Metabolic dysfunction seems more often than not to appear when diets are both carb and fat-heavy, and those who chose to greatly reduce either seem to improve their health outcomes, immeasurably.
 
Hasn't that one been debunked.. as the Okinawans were famous for their pork consumption.

They ate/eat pork. They also ate/eat a ton of carbs. That's as far as my knowledge goes. If you have evidence to the contrary, I'd be happy to see it.
 

Sorry, you don't get to cancel carbs like that. Carbs in is carbs in. Some US manufacturing approaches do have a "net carb" count but this isn't the case for UK products. Basically the US figures add a number for fibre content and then you have to subtract it, winding up in roughly the same place as far as carbs are concerned. The problem with googling is that so many of the results tend to be associated with having something to sell, and that (to my mind) is never a good sign. Oats and toast (for example) would see my BG spike to unacceptable levels, and I have verified this from testing. Butter wouldn't affect BG at all. Don't know about nut butter, real butter is fine. I generally don't have breakfast - maybe once a week, if that - because I'm not usually hungry. When I do it's eggs and bacon or 99% meat sausage.

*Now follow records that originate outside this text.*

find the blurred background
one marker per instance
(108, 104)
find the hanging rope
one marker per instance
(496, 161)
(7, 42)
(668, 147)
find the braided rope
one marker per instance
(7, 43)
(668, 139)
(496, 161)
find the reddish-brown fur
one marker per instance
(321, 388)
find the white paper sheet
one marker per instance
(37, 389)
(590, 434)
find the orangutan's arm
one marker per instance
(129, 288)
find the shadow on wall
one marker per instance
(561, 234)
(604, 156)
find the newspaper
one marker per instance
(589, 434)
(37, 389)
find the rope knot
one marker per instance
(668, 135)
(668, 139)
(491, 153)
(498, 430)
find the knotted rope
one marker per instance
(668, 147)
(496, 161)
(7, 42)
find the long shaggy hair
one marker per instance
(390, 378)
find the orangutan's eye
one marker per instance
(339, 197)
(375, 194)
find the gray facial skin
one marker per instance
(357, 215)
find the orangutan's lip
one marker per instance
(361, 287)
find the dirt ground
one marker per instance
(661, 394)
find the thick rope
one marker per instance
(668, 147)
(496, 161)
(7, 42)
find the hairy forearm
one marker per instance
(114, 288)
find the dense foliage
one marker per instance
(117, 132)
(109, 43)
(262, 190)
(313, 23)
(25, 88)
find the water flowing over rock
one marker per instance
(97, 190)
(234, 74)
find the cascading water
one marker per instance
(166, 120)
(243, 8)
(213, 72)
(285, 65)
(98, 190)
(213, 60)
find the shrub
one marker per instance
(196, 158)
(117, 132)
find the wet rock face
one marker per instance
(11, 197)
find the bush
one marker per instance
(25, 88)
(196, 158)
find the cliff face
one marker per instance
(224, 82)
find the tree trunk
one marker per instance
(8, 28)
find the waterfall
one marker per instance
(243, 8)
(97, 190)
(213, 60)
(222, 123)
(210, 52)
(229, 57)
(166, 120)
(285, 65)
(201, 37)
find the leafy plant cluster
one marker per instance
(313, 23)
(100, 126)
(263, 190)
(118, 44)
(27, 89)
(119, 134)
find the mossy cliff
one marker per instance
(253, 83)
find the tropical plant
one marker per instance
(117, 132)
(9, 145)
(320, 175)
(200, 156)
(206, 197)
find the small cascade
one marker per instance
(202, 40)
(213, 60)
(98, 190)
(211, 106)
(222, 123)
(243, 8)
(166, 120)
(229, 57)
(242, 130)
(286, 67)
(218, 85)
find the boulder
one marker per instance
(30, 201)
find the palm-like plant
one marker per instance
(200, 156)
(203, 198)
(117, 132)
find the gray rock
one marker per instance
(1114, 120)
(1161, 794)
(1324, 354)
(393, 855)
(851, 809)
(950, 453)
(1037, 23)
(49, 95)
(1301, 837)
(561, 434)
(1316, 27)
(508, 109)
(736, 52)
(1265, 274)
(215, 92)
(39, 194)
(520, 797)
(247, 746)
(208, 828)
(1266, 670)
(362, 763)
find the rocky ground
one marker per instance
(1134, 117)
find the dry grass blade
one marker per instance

On testing - the usually recommended regime is to test immediately before eating and then 2 hrs later. You can add in tests at 30 mins, 1 hr etc as well - sometimes you can get both rapid rises and falls and also your levels staying high for a few days after particular things. I would strongly advise recording the readings you get and also exactly what you ate. I use a notebook, but I understand there are apps. Memory is difficult. Once you know reliably what certain foods do to your BG you don't really need to test as often - I am mainly monitoring now rather than "finding out". After a year or so of testing I'm fairly confident I know what most foods do - I would still test before and after for something new etc.

Far as I'm concerned you can reduce your BG, but there is a price to be paid and the price is not eating carbohydrates like you used to. I do miss them, but I don't miss the pretty awful symptoms I was getting from high levels of sugar in my body.
 
Hi @Eddmar ,

Before this topic turns into a debate on anthropology.

You gotta do what works for you.
I feel @KennyA has hit the nail on the head. Testing, testing, testing.. Find your tolerance & manage your BG & wellbeing.

As a regular (self funding) CGM set up user myself.
You may find the trends from using something like a Freestyle Libre system a bit of an eye opener too?
 

thank you, but I don’t think those references say what you think they do.

your original statement was:

And while cancer might not be a biggie amongst these native high-meat populations, stroke and cardiovascular issues do seem to be.

using the 3 references you gave above to support high stroke and cardiovascular events is inappropriate.

Your first two references emphasise the lack of conclusive evidence and records (hardly a surprise when discussing societies without modern record keeping and computer stats).

Then your third reference uses two individual mummified remains as its evidence. Far too small a study size to draw any conclusion about the rest of the culture and population, living across a large area.

clearly some disease was present in the population, but that doesn’t allow a conclusion that the stated diseases were ‘a biggie’.

We would need actual evidence to claim that.
 
Actually - that is not how things were interpreted 50 years ago when I was a student. Modern beliefs seem able to reset opinions in the face of facts.